A associação entre artropatias e quinolonas é antiga. Esta é a principal razão pela não liberação de seu uso em pediatria. No entanto, o problema não se limita ao fechamento da placa epifisária em crianças. Artralgia e artrite são frequentes. Tendinopatias e ruptura de tendões são descritas. O FDA tem alerta específico para quinolonas, com relação a tendinopatias e exacerbação de miastenia gravis.
Hoje admite-se que há uma doença de colágeno associada às quinolonas, que não impede seu uso, mas que requer alerta para manejo. O que mais chama a atenção é o aumento na incidência da ruptura de aneurismas de aorta.
A tendinopatia está relacionada a problemas com o colágeno dos tipos I e II. Em teoria, tanto o aneurisma de aorta como o descolamento de retina podem ser desencadeados pelos mesmos problemas de colágeno.
Os resultados são preocupantes.

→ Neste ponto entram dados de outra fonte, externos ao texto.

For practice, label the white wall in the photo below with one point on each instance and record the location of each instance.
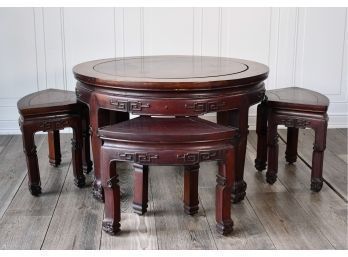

É possível que casos de ruptura de tendão, de aneurismas de aorta ou de descolamento de retina estejam acontecendo sem que pensemos na associação com os antimicrobianos.
Este é um terreno novo, e não justifica qualquer intervenção mais restritivas, mas é importante que se faça:
1. Tentar estabelecer na rotina relação entre uso de quinolonas e doença de colágeno já diagnosticada.
2. Educação quanto aos riscos.
3. Identificação de pacientes em riscos.
4. Estratégias de vigilância.
5. Identificação de pacientes com fatores de risco para desenvolvimento deste efeito adverso. Provavelmente devemos pensar naqueles com doença já existente ou com importantes previamente conhecidos.